McClain, who is also on the Fire and Police Pension Board, aired his concerns at Thursday's regular board meeting.

"At best we'll have 40 hours to make decisions that will affect people for years and years to come. I just don't think it's fair," he said.

Travis McDonough, Berke's chief of staff, said he believes the task force has had sufficient time to find a solution. But if task force members show they are close to reaching an agreement by the end of the year, the mayor's office will consider extending the deadline.

"We don't want to rush anything," McDonough said. "We want to be deliberate. We want to give it all the time necessary to get it right."


Currently, Chattanooga police officers and firefighters can retire with more than two-thirds of their pay, plus health benefits, after 25 years of employment. The average policeman or firefighter retires at age 53, although many retire earlier. The average pension beneficiary is paid $37,524 and the pension includes a 3 percent cost-of-living increase every year.

The pension board already has recommended changes, such as a minimum retirement age of 50, raising employees' contributions to the fund by 1 percent and reducing cost-of-living adjustments. The cuts are estimated to save the city $126 million over the next 25 years.

McClain said those options are still on the table but the task force is considering more changes. The task force hasn't openly discussed what's being considered.

Knowles said he and other task force members don't know how much savings the mayor would like to see and he has asked that question without receiving an answer.

McDonough said the city doesn't have a hard-and-fast savings target.

A central issue is the city's deferred retirement option program, or DROP, which was instituted in 1999 to encourage officers and firefighters to retire with less than 30 years' service.

This plan gives the employee his or her retirement benefits from the last three years of work in a lump sum. In return, the employee takes a 3 percent reduction in pension payments.

As an example, an employee who earns the average salary of $44,786 and decides to work past 25 years has two options: Retire with a 28-year pension benefit of $32,650 annually, or go out with a 25-year pension benefit of $30,790 annually and take the accrued pension benefit for the three extra years in a lump-sum payment of $92,376.

Pension board members say the DROP isn't a bonus because it's not additional compensation.

At the last task force meeting the city's consulting firm, the PFM Group, spent a significant part of the two-hour talk studying the DROP. The plan has paid out a total of 316 payments totaling $31.4 million.

Hamilton said this has led some firefighters and police officers to believe the DROP might be on the table to cut, and he thinks it's driving them to want to leave early.

Pension board members say the DROP was changed in 2008 to reduce and ultimately eliminate the guaranteed interest credit. Now, they say, the new plan is moving toward becoming cost neutral.
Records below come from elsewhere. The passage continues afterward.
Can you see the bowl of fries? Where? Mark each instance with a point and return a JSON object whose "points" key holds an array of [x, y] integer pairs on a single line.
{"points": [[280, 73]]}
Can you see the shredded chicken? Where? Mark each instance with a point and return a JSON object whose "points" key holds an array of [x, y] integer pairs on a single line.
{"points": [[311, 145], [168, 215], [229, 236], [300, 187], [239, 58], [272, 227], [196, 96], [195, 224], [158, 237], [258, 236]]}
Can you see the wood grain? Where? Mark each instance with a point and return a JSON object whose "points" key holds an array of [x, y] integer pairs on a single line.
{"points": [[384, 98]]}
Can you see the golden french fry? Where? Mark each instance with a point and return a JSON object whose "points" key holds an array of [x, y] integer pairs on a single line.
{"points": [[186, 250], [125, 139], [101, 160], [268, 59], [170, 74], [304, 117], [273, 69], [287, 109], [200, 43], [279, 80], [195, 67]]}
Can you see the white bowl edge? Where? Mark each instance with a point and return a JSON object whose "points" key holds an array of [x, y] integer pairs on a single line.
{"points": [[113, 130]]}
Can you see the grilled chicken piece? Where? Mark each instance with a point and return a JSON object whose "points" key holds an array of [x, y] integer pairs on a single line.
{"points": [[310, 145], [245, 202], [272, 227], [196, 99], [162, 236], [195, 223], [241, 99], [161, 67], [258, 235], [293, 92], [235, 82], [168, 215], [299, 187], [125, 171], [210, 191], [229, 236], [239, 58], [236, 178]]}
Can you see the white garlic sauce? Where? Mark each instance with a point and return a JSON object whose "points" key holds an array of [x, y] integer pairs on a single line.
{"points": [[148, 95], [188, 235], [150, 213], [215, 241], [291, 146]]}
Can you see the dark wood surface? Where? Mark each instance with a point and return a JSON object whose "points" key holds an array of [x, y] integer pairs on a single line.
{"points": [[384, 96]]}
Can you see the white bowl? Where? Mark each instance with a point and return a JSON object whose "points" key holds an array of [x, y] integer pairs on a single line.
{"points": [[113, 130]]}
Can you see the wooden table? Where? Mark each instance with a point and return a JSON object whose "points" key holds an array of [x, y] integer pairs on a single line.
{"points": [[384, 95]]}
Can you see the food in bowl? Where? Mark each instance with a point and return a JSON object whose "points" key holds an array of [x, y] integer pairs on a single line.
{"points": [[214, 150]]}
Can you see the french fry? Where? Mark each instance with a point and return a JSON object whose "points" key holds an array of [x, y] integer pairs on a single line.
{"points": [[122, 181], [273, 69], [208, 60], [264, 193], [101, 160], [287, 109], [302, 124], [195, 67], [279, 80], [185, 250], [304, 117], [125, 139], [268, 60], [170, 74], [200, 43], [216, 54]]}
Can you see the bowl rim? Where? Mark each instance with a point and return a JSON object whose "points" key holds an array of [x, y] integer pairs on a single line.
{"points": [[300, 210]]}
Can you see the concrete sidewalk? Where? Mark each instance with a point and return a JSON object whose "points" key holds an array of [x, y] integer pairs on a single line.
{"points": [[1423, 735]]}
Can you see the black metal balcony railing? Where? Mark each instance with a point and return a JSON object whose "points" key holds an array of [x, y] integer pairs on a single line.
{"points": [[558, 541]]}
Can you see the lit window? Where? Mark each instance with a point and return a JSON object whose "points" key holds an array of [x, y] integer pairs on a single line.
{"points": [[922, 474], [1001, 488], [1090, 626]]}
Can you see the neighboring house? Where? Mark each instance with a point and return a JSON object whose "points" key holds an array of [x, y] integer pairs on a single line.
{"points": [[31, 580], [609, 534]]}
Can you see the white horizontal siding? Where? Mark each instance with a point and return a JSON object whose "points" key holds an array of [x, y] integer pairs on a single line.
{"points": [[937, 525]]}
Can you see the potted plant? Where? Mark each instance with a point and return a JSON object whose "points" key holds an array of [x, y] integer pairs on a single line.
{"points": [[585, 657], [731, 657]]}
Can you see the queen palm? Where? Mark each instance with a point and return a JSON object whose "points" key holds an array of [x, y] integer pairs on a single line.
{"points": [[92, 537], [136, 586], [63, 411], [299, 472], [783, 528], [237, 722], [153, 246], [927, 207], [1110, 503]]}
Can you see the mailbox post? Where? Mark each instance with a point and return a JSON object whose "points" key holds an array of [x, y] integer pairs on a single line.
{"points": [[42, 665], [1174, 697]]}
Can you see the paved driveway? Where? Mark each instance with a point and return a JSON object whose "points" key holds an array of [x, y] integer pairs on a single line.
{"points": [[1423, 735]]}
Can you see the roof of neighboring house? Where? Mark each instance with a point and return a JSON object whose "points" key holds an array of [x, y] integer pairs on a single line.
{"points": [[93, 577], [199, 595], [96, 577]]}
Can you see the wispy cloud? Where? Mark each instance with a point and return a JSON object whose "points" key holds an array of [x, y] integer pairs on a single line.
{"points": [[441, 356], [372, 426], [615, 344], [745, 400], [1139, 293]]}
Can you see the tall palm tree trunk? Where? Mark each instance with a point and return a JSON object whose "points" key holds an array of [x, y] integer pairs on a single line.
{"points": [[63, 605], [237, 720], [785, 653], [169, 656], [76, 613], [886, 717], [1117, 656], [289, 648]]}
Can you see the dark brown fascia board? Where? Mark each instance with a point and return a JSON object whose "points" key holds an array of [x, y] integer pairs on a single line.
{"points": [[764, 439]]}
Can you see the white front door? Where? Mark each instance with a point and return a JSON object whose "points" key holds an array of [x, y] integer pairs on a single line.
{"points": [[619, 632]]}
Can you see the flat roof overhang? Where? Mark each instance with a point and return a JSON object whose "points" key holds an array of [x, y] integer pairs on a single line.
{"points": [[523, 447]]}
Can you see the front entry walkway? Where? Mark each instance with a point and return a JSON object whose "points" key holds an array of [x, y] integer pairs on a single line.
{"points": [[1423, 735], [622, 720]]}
But McDonough said the task force has been trying to figure out how much the DROP actually costs the city. He believes the calculated cost will be discussed at the next task force meeting, which should be set for the first half of December.


When asked whether more information will be given out to quiet the unrest within the departments, McDonough said he thinks the process of reaching an agreement has been beneficial.

"I think a few months ago there was a little bit of an information vacuum before this process started," he said. "Now they know a whole lot more of the reality of the situation."

Last year, 32 officers and firefighters retired, which would be an average of 2.5 a month.

Now there are about 80 officers and firefighters who have 25 years of service and potentially could retire. And Hamilton said he's been encouraging employees who call to wait and see what the task force proposes.

"Don't make a decision based on what you think might come out of the task force," Hamilton has told them. "Wait and see what happens."